Anatoly Kravtsov v. Anson S. Wong
Summary of the case Anatoly Kravtsov v. Anson S. Wong
The defendants appealed an order denying their motion for summary judgment in a personal injury case, arguing the plaintiff did not sustain a serious injury under Insurance Law § 5102 (d). The court reversed the order, granting the motion and dismissing the complaint, as the defendants showed no evidence of serious injury, and the plaintiff's evidence was insufficient.
Key Issues of the case Anatoly Kravtsov v. Anson S. Wong
- Whether the plaintiff sustained a serious injury under Insurance Law § 5102 (d)
- Whether the defendants were entitled to summary judgment
Key Facts of the case Anatoly Kravtsov v. Anson S. Wong
- Defendants submitted medical reports showing no serious injury
- Plaintiff's evidence indicated only soft tissue injuries
Decision of the case Anatoly Kravtsov v. Anson S. Wong
The motion is granted, and the complaint is dismissed.
Opinions
Ordered that the order is reversed, on the law, with costs, the motion is granted, and the complaint is dismissed.
The defendants made a prima facie showing that the plaintiff did not sustain a serious injury through the submission of the affirmed medical reports of an orthopedist and a neurologist who examined the plaintiff two years after the accident and found no evidence of a disability, impairment, or restriction (see Toure v Avis Rent A Car Sys., 98 NY2d 345 [2002]; Gaddy v Eyler, 79 NY2d 955 [1992]). The affirmations of the plaintiffs physicians submitted in opposition to the defendants’ motion were insufficient to raise a triable issue of fact. It was clear from the medical evidence submitted by the plaintiff that he had sustained, at most, soft tissue injuries which were of an insignificant nature (see Scheer v Koubek, 70 NY2d 678 [1987]; Pajda v Pedone, 303 AD2d 729 [2003]; Barrett v Howland, 202 AD2d 383 [1994]; LeBrun v Joyner, 195 AD2d 502 [1993]; Coughlan v Donnelly, 172 AD2d 480 [1991]).
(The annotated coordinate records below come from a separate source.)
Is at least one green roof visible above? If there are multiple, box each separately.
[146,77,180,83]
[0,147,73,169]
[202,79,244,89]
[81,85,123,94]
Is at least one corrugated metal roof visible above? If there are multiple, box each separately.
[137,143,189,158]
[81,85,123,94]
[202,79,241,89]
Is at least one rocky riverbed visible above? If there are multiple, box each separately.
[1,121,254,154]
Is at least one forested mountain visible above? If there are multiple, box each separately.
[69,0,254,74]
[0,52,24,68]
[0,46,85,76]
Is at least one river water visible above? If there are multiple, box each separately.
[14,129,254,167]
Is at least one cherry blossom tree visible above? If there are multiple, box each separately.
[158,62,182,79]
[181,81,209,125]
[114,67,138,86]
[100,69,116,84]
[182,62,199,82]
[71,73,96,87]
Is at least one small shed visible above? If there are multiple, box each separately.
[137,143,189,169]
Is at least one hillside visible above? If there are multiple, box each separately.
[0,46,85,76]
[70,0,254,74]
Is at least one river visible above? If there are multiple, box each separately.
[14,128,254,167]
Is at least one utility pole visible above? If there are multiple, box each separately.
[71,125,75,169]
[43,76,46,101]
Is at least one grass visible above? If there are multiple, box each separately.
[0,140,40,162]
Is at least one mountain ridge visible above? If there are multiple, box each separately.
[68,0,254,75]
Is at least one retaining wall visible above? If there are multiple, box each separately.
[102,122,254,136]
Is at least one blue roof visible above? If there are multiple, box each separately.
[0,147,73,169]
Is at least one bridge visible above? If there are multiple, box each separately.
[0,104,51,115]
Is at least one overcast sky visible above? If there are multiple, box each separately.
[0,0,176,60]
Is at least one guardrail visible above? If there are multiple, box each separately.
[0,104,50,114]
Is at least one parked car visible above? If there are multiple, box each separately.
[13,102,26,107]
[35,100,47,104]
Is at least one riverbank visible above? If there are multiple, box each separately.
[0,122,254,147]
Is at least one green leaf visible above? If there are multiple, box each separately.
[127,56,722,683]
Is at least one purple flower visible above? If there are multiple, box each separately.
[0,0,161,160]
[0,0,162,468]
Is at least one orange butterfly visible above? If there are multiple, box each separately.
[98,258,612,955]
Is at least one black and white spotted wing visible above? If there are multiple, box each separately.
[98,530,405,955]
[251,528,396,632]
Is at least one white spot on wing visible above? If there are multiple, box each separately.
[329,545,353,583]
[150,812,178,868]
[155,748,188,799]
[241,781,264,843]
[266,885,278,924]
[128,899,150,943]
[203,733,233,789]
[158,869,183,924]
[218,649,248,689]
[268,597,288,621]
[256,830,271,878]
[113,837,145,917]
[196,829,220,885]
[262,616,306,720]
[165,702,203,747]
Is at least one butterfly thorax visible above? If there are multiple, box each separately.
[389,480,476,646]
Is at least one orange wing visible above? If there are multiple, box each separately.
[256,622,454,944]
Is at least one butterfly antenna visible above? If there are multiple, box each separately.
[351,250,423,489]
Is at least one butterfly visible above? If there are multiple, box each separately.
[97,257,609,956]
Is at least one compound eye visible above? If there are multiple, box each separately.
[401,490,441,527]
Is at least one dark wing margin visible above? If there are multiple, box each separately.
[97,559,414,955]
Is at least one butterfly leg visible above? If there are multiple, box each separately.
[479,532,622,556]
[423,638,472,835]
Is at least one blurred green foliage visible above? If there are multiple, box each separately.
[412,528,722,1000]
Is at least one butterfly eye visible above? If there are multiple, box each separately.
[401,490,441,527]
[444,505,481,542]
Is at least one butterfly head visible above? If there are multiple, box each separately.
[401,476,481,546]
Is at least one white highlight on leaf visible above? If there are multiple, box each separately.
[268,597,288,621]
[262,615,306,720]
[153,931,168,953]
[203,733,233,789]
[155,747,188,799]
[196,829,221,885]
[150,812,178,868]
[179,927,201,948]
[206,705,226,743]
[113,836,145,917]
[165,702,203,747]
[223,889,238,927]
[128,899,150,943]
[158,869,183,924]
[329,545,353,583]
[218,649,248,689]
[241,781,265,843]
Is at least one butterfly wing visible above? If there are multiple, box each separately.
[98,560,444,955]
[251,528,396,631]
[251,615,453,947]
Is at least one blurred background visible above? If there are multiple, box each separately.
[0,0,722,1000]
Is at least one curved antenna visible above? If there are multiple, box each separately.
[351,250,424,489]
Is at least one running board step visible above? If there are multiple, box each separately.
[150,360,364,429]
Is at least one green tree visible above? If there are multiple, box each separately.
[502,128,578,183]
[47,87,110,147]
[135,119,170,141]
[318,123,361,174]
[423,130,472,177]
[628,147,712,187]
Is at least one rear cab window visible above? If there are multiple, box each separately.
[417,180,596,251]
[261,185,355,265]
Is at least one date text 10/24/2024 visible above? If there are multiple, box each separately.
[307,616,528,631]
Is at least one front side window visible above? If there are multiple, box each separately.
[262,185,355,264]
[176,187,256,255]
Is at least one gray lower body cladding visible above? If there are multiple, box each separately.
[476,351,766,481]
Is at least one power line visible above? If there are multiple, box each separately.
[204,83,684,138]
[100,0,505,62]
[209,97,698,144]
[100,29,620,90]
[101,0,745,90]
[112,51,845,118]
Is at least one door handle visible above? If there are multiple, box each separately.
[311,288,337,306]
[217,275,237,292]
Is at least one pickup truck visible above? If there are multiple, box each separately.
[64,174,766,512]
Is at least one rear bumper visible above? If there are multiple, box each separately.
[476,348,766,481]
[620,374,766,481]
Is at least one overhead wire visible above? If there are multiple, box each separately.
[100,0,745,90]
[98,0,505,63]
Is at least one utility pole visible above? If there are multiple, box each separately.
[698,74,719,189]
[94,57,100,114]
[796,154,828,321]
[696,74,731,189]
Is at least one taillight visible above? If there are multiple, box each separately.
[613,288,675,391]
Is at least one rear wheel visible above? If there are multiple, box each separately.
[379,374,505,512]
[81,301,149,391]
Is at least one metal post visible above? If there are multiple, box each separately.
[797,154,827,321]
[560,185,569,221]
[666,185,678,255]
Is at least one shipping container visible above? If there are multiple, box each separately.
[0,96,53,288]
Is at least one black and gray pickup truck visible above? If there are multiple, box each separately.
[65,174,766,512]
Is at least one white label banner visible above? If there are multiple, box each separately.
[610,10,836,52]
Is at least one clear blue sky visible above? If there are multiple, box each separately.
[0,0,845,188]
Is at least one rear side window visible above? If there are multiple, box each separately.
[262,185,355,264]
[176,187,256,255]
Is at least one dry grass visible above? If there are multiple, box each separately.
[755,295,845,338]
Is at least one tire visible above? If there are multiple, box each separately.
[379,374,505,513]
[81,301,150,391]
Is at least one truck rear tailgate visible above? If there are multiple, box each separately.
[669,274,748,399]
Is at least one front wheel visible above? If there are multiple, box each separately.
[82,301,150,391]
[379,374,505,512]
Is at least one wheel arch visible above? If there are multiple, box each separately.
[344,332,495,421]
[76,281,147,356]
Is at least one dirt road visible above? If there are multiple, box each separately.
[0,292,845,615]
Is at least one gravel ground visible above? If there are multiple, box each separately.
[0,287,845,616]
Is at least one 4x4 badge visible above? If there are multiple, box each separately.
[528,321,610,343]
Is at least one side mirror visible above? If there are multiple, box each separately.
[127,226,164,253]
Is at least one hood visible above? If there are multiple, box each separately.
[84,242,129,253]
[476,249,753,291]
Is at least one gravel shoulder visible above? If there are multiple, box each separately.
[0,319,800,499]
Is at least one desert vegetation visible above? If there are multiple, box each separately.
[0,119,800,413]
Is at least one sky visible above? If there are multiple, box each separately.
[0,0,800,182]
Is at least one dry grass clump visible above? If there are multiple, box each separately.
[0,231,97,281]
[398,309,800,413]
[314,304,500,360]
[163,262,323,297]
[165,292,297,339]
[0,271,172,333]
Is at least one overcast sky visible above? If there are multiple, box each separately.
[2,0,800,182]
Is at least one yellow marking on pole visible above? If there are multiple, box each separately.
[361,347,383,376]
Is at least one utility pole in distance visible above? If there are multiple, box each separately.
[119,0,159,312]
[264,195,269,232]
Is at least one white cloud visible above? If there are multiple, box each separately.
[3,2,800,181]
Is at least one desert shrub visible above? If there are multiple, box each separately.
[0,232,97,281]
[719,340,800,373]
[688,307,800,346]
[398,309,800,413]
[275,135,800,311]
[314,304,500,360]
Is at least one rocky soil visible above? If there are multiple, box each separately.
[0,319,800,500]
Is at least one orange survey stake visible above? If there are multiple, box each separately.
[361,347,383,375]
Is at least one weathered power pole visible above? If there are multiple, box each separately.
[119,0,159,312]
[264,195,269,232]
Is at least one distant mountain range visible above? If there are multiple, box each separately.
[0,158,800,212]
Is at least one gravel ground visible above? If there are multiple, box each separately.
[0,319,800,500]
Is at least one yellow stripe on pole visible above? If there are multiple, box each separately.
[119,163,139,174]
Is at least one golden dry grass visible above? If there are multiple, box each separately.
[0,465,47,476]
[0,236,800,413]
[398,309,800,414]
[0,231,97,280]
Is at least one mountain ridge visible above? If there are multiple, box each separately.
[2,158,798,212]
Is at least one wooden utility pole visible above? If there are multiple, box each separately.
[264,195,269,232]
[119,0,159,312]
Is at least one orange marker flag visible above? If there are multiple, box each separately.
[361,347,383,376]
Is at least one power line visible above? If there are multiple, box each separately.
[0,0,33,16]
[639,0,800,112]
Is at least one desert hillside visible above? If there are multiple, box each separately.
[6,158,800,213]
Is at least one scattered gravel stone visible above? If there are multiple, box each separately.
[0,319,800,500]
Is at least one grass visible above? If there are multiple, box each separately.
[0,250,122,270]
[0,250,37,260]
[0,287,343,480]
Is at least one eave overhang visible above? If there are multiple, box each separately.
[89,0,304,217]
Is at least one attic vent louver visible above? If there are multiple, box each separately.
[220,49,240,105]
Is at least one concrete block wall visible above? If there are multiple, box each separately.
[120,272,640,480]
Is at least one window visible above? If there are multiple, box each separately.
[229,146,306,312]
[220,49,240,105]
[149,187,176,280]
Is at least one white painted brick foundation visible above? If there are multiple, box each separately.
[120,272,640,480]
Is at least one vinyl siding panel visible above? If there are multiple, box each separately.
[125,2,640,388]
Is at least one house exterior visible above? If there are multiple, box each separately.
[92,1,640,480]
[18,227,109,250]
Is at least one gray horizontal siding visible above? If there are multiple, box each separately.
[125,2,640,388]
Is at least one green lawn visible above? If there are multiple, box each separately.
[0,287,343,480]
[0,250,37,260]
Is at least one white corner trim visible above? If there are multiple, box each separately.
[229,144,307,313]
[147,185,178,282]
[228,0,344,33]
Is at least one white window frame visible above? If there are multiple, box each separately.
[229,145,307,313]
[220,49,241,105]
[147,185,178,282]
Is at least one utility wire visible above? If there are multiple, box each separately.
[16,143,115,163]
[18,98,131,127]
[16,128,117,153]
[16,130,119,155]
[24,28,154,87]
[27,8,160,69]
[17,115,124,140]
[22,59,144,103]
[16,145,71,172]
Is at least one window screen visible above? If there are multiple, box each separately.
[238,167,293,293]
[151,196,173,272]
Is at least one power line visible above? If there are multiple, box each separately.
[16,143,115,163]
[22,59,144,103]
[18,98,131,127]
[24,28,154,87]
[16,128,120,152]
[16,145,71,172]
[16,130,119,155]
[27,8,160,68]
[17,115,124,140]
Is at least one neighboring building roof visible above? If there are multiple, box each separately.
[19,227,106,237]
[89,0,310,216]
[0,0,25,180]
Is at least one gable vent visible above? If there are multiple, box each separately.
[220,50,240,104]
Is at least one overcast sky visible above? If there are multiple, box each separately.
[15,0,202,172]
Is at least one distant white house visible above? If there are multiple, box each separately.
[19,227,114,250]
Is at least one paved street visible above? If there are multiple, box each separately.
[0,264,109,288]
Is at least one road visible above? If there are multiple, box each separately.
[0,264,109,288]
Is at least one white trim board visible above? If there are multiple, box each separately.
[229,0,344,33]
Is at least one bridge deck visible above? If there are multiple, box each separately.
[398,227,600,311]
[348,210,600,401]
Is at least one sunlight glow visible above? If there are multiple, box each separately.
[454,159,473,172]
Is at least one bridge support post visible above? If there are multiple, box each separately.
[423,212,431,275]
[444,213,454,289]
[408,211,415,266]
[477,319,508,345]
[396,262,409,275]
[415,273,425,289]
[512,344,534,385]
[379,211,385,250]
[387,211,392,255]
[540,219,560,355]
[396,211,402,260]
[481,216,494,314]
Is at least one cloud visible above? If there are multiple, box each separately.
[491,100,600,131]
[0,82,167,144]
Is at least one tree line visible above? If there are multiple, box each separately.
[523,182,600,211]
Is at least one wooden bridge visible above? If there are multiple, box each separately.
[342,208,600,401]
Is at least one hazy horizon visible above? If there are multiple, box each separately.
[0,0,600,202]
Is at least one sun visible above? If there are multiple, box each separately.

Moreover, the plaintiff failed to submit any competent medical evidence which would have supported a claim that he was unable to perform substantially all of his daily activities for not less than 90 of the first 180 days following the subject accident (see Sainte-Aime v Ho, 274 AD2d 569 [2000]; Jackson v New York City Tr. Auth., 273 AD2d 200 [2000]; Greene v Miranda, 272 AD2d 441 [2000]; Arshad v Gomer, 268 AD2d 450 [2000]; Bennett v Reed, 263 AD2d 800 [1999]; DiNunzio v County of Suffolk, 256 AD2d 498, 499 [1998]).
Accordingly, the defendants were entitled to summary judgment dismissing the complaint. Florio, J.P., Goldstein, Adams, Rivera and Spolzino, JJ., concur.